Your thoughts about your future self can alter your life satisfaction
How similar do you think you will be ten years from now? The answer to this question could have direct implications on your well-being and life satisfaction.
Many studies demonstrate that the way people think about their future selves impacts a wide range of current decisions and outcomes. But no research to date has examined how people who feel more or less similar to their future selves are doing once they become those future selves.
A recent study by Esade associate professor Jordi Quoidbach and co-authors Joseph S. Reiff and Hal E. Hershfield (University of California) examines, for the first time, whether people who feel similar to their future selves end up becoming more satisfied with their lives.
When individuals feel similar to their future selves, they are more likely to delay present gratification and make plans for the long run. For instance, healthy eating in the present could lead to a fitter future self, and thus, a future self who is more satisfied. Although this correlation seems pretty straightforward, a different pattern could also emerge: perceived overlap with the future self could cause people to continually deny themselves pleasures in the present, diminishing satisfaction over time.
When individuals feel similar to their future selves, they are more likely to delay present gratification and make plans for the long run
So, can feeling that your future self will be similar to your present self translate into heightened well-being in the future? Or can this similarity backfire?
To test their hypothesis, the authors conducted a study with over 5,000 participants from the United States, ranging from ages 20 to 75, to see how they perceived their future selves. To capture how much participants changed over time, the researchers tracked their levels of life satisfaction before and ten years after the initial survey, and created a measure of actual similarity by taking the absolute difference of five traits: calm, caring, intelligent, curious, and active.
How similar are you to your future self?
“Our results show that people who perceived greater similarity to their future self, experienced greater life satisfaction ten years later,” write the authors in the journal Social Psychological and Personality Science.
In other words, the more similar you think you will be ten years from now, the more you will increase your life satisfaction and well-being. “When people perceive similarity between their current and future selves, they are more likely to act in ways that should theoretically make life better for the person they will become,” says Quoidbach. This relationship, the authors show, is independent of age, gender, education, income, optimism, and life satisfaction levels, and is consistently stable across a person’s life span.
Our results show that people who perceived greater similarity to their future self, experienced greater life satisfaction ten years later
Previous research has found that perceived similarity with the future self is associated with less discounting of the future, more ethical decision-making, greater savings rates, and better health. When people perceive similarity with their future selves and make farsighted decisions, they presumably experience better outcomes in the future (e.g., have more money, fewer ethical dilemmas, and better health) and, accordingly, could be better off. The current research finds evidence consistent with this theory.
The results are broadly consistent with several other social psychological theories. Specifically, the current findings align with a large body of research on the adaptive nature of self-affirmation. That is, perceiving similarity across traits over time could reflect a general contentment with one’s identity, which could, in turn, relate to future well-being.

The consequences of dissimilarity
But what happens when your perception of your future self is very different from your present self? According to previous research, perceiving dissimilarity between present and future selves is associated with focusing on the present moment, which has shown to be a critical determinant of happiness.
However, the findings by Quoidbach and his co-authors question this reasoning. “We show that regardless of whether people predicted their traits to improve or decline, a greater perceived dissimilarity between their present and the future self in either direction was associated with less future well-being.”
When people predict change over time, even when such change is positive in nature, they tend to have lower future well-being
The results are also consistent with previous findings on the maladaptive consequences of fantasising about the future. “Our data suggest that when people predict change over time, even when such change is positive in nature, they tend to have lower future well-being.” It is possible that these optimistic predictions, says Quoidbach, are similar to positive fantasies rather than reasonable forecasts.
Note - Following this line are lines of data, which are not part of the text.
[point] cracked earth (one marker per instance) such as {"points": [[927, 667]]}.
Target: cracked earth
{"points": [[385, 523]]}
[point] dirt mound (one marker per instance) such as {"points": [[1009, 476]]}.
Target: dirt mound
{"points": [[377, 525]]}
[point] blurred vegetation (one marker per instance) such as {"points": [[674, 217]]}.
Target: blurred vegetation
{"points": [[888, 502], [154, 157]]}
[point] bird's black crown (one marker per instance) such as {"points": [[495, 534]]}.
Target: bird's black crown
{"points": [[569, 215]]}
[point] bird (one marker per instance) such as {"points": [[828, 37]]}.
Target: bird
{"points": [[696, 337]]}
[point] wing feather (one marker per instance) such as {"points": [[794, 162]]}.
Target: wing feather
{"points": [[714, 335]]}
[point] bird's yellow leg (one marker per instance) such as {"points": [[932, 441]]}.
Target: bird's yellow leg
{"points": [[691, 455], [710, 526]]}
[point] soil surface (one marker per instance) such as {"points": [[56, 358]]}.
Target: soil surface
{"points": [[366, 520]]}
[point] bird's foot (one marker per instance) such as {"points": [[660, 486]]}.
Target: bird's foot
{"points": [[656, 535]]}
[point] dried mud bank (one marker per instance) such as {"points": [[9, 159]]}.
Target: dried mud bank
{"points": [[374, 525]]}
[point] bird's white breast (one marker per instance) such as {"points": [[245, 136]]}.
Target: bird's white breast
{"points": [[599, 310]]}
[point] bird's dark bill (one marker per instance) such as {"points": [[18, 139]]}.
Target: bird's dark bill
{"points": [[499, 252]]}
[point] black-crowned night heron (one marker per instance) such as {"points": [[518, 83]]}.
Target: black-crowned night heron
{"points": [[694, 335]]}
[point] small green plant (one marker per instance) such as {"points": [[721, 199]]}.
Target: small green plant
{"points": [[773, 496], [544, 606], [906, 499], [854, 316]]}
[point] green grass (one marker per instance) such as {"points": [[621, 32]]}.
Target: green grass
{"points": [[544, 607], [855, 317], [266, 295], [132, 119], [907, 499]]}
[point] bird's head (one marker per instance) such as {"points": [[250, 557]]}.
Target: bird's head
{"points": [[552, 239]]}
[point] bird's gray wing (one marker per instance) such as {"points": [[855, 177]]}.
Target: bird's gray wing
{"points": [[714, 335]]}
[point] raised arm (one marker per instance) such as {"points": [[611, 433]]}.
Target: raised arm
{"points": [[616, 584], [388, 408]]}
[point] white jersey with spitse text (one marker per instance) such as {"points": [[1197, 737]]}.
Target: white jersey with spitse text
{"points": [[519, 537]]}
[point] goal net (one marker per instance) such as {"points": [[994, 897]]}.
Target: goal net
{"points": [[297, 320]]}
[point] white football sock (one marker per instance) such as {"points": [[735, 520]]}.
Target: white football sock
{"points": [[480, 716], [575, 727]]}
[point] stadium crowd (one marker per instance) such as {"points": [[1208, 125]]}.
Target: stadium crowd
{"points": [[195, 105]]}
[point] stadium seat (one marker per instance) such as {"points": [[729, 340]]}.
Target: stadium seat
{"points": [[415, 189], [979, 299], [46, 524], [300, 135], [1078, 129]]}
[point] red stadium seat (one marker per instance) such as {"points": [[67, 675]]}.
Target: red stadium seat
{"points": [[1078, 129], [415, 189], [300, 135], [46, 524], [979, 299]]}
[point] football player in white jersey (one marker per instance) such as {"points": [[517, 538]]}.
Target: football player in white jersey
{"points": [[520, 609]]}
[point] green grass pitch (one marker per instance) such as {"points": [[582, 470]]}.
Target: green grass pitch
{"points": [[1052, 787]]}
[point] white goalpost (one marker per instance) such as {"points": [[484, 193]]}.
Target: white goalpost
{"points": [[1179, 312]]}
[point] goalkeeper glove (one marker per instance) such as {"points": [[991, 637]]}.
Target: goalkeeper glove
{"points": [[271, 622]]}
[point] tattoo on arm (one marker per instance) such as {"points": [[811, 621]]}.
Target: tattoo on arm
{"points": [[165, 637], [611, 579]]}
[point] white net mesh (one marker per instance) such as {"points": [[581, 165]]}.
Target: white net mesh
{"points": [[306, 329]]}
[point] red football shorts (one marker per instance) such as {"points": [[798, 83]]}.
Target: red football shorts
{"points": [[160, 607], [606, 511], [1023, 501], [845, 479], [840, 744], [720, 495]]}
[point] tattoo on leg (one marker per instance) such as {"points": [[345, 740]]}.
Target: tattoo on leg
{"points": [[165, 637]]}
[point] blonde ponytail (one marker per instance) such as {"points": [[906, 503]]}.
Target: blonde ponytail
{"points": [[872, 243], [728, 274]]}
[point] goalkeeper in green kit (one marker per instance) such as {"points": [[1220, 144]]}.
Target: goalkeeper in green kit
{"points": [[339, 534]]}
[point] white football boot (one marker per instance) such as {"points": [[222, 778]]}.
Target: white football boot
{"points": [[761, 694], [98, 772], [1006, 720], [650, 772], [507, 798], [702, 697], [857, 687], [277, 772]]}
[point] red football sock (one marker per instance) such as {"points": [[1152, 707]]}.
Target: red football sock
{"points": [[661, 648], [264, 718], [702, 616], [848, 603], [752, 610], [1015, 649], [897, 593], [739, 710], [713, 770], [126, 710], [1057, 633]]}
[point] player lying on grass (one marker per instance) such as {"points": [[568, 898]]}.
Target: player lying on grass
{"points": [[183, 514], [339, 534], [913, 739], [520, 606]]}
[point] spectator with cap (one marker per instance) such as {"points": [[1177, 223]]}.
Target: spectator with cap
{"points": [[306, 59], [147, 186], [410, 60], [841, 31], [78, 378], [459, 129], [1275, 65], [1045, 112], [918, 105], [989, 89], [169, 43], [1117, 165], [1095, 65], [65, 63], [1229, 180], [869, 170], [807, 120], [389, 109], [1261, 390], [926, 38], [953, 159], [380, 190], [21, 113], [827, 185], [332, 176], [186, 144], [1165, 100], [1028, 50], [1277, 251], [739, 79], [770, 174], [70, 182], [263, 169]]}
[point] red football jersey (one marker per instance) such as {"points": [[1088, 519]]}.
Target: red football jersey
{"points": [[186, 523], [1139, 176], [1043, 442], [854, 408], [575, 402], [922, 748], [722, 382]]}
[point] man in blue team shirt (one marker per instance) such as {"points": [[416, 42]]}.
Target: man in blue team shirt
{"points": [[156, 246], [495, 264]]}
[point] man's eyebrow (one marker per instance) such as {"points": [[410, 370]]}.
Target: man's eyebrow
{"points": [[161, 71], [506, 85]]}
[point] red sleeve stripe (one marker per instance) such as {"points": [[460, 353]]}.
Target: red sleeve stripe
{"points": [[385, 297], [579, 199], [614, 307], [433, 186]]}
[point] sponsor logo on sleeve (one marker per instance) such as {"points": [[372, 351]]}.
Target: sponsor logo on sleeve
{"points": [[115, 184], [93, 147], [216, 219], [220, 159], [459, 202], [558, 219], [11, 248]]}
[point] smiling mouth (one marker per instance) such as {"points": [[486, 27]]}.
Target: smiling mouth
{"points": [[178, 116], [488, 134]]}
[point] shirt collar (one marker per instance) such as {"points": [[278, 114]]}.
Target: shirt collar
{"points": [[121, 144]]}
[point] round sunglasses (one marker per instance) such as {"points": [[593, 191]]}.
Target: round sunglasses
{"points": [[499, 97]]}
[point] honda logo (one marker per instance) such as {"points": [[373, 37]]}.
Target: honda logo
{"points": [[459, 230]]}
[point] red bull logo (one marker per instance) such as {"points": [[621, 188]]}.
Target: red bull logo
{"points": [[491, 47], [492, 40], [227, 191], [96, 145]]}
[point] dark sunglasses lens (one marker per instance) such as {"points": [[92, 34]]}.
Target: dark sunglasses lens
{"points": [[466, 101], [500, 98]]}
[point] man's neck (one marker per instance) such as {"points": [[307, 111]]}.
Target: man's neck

Other potential explanations
“There are also less theory-driven explanations of our results that cannot be ruled out with the current data set. Stable family relationships, for example, could contribute to both perceived similarity and future well-being.
“Additionally, when making judgments about their future selves, participants could have been thinking about specific negative future events that could impact both perceptions of similarity and future well-being. If such events came to fruition, they could negatively impact future well-being,” conclude the authors.
This article is based on research by Jordi Quoidbach (Esade), Joseph S. Reiff & Hal E. Hershfield (University of California). Original research publication: Identity over time: perceived similarity between selves predicts well-being 10 years later. Social Psychological and Personality Science.